INCITE—A true story of two men betrayed by their adopted children and tortured for a crime they did not commit.





The following is an excerpt from the Introduction:





For most of my life, I was a member of the elite, holier-than-thou crowd. I was blind to the abject abuse and inhumane treatment of the admitted and the presumed guilty. Amazingly, even in this era, cruelty rages within the penal system. “To understand the humanity of a society, look to their prisons,” said the Russian writer Dostoevsky.



Our institutions are inappropriately labeled as a “corrections system.” I can speak with certainty only about conditions at the Intake Service Center at the Rhode Island Adult Correctional Institution (ACI). We were victimized by the prison staff and state marshals, and underwent unspeakable exploitation. I became privy to many horror stories from other inmates, many of whom I am proud to consider friends. I heard about scores of life-threatening maneuvers occurring in other ACI buildings and at numerous prisons throughout the country.

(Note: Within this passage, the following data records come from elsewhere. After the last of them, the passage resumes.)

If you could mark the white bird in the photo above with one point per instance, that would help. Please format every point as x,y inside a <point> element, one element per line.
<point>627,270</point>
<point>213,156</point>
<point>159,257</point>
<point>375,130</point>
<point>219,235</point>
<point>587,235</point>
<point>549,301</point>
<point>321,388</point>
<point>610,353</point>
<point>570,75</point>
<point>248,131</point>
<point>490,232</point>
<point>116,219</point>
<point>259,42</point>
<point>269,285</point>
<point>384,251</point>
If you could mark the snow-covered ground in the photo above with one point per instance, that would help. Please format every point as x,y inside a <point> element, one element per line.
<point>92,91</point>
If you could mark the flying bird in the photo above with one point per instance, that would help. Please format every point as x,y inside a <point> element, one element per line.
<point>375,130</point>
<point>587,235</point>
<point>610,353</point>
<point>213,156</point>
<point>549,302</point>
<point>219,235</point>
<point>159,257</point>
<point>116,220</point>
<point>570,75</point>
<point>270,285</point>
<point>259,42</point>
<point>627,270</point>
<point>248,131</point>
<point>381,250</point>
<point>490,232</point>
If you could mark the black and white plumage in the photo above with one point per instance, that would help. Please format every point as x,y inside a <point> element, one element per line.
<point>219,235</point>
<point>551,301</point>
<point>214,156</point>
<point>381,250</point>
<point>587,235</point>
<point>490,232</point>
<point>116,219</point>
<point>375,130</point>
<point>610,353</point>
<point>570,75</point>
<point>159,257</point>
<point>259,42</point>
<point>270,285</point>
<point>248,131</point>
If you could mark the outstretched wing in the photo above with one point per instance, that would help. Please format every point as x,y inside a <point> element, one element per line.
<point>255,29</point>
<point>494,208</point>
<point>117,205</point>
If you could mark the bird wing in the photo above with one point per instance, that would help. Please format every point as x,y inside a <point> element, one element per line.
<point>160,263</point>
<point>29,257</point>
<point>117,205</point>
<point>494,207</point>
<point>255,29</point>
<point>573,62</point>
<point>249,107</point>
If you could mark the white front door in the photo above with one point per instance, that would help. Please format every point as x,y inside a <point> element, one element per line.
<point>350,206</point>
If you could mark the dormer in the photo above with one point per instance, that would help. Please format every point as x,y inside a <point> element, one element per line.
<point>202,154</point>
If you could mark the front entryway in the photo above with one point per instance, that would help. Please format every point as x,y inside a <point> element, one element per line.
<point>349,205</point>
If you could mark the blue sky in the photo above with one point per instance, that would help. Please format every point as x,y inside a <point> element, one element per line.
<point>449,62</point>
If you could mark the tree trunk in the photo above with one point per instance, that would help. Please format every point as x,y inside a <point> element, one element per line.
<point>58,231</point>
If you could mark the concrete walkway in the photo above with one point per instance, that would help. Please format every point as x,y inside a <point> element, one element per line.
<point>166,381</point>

Although closed circuit cameras were in use in the unit where I was housed, the surveillance was not sufficient to restrain the C/Os (Corrections Officers) from unsavory practices. Spitting in the food trays was routine. Drenching guys with pepper spray was just a teaser: they then got dragged into the elevator to have their daylights pounded out. Guards incited attacks on inmates by their peers as standard procedure. Unkind conduct was unquestionably the norm. Malice and a dictatorial philosophy colored every insalubrious facet of daily “living.”